38Ni surgissement spontané d’une émotion collective, ni appropriation subie d’un mode d’action prescrit, la marche silencieuse résulte donc d’une interaction complexe entre l’entourage des victimes qui s’épargnent les coûts d’une répression légale, les organisations alliées (LDH, MRAP, SOS-Racisme) qui, gênées par des manifestations disruptives, retrouvent le jeu réglé des messages de soutien, les acteurs du maintien de l’ordre qui peuvent se féliciter d’un retour au calme et les représentants politiques qui redirigent les plaintes vers des canaux institutionnels de traitement.

Les commémorations-processions. Réhabiliter le groupe et restaurer la pureté biographique des victimes

39Aux ressorts pragmatiques qui règlent le recours au registre commémoratif peuvent enfin s’adjoindre des enjeux identitaires et une dimension expressive. Par analogie avec les « manifestations-processions » qu’évoque Danielle Tartakowsky, on parlera alors de « commémorations-processions » pour qualifier des cortèges « dépourvus d’interlocuteurs » et « dont la fonction première est de construire une image du groupe en usant le plus souvent de marques symboliques [71] ».

40La tenue d’une marche silencieuse procède en effet dans de nombreux cas d’une configuration où un élément au moins empêche la mise en œuvre d’une opposition transparente entre une victime et son bourreau. Le schéma actanciel est brouillé, soit par la participation supposée de la victime à sa propre victimation (suicide, mort à la suite d’une rixe, d’un vol ou d’une arrestation), soit par des doutes sur sa qualité morale (détention d’un casier judiciaire), soit par un soupçon de culpabilité nourri de préjugés raciaux ou sociaux. C’est notamment le cas lorsqu’un groupe ou un individu candidat au statut de victime fait l’objet d’une mise en cause par l’institution judiciaire, comme dans les affaires de bavures policières dont la victime est régulièrement incriminée pour son action directe dans le drame (excès de vitesse) ou pour le rôle précipitant de son comportement (légitime défense). La forte représentation des rixes et des bagarres mortelles parmi les événements générateurs de marches silencieuses peut également être rapportée à ce type de contraintes de justification. Tandis que le lieu d’habitation, les antécédents judiciaires ou l’origine nationale de la victime rendent immédiatement plausible, aux yeux des enquêteurs et des médias, l’hypothèse d’un règlement de comptes, l’entourage s’emploie à récuser la possibilité d’une faute initiale du défunt dont ils doivent démontrer la probité.
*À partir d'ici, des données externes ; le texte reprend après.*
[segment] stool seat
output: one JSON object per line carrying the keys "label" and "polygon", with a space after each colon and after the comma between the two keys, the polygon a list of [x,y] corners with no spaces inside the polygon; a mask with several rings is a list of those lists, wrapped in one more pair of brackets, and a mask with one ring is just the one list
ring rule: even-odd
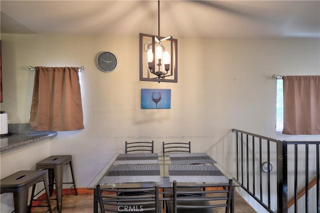
{"label": "stool seat", "polygon": [[48,208],[52,212],[49,198],[49,190],[45,170],[26,170],[17,172],[0,180],[1,194],[12,192],[14,194],[14,212],[16,213],[30,212],[32,206],[32,198],[29,208],[28,207],[29,188],[34,187],[36,184],[44,182],[46,194]]}
{"label": "stool seat", "polygon": [[36,169],[54,168],[58,165],[68,164],[71,160],[71,156],[52,156],[37,162]]}
{"label": "stool seat", "polygon": [[[63,168],[64,166],[67,164],[68,164],[70,166],[72,182],[64,183],[62,182]],[[61,212],[62,208],[63,184],[72,184],[74,190],[74,194],[76,196],[78,194],[76,187],[72,168],[72,156],[70,155],[52,156],[38,162],[36,164],[36,170],[48,170],[49,194],[50,196],[52,196],[54,190],[54,183],[56,184],[56,204],[59,213]]]}

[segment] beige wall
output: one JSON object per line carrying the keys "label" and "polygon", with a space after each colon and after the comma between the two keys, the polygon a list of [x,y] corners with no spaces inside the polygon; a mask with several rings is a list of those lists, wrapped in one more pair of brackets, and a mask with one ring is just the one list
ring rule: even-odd
{"label": "beige wall", "polygon": [[[228,150],[232,128],[272,138],[276,80],[272,74],[320,74],[319,40],[240,40],[178,38],[178,82],[139,81],[138,35],[135,37],[2,34],[4,102],[9,123],[28,122],[32,66],[84,66],[82,130],[60,132],[50,154],[74,158],[78,187],[86,187],[126,140],[192,142],[194,152],[208,152],[232,169]],[[104,73],[96,66],[102,50],[119,65]],[[172,108],[142,110],[142,88],[172,90]],[[293,138],[293,139],[292,139]]]}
41La commémoration s’apparente alors à une entreprise de réhabilitation menée par les proches du défunt en vue de la restauration de sa pureté biographique [72]. La marche silencieuse fonctionne en effet comme un instrument qui, indépendamment de la biographie de la victime, entoure cette dernière d’une « moralité conjoncturelle [73] ». Par leur scénographie propre – les portraits brandis par les participants, les banderoles d’hommage, la manifestation publique de la douleur et de la peine –, ces défilés concourent à clarifier la distribution des rôles, à rétablir l’innocence du défunt défini désormais par ses identités sociales primaires (un fils, un copain, un adolescent) plutôt que par son identification judiciaire (un délinquant, un cambrioleur, un fuyard). Lors de ces manifestations à valeur défensive, chaque élément du rituel cesse d’être une figure obligée pour se muer en preuve de la valeur du groupe mobilisé et, par métonymie, de la victime. La discipline du cortège, le respect du silence, l’exhibition sur les banderoles de principes éthiques inattaquables, la participation des « officiels » ou la présence de personnes qui, par leur statut, expriment des formes de vertus (des enfants, des mères de famille, des enseignants, des travailleurs sociaux), deviennent autant de pièces capables d’attester la droiture du défunt.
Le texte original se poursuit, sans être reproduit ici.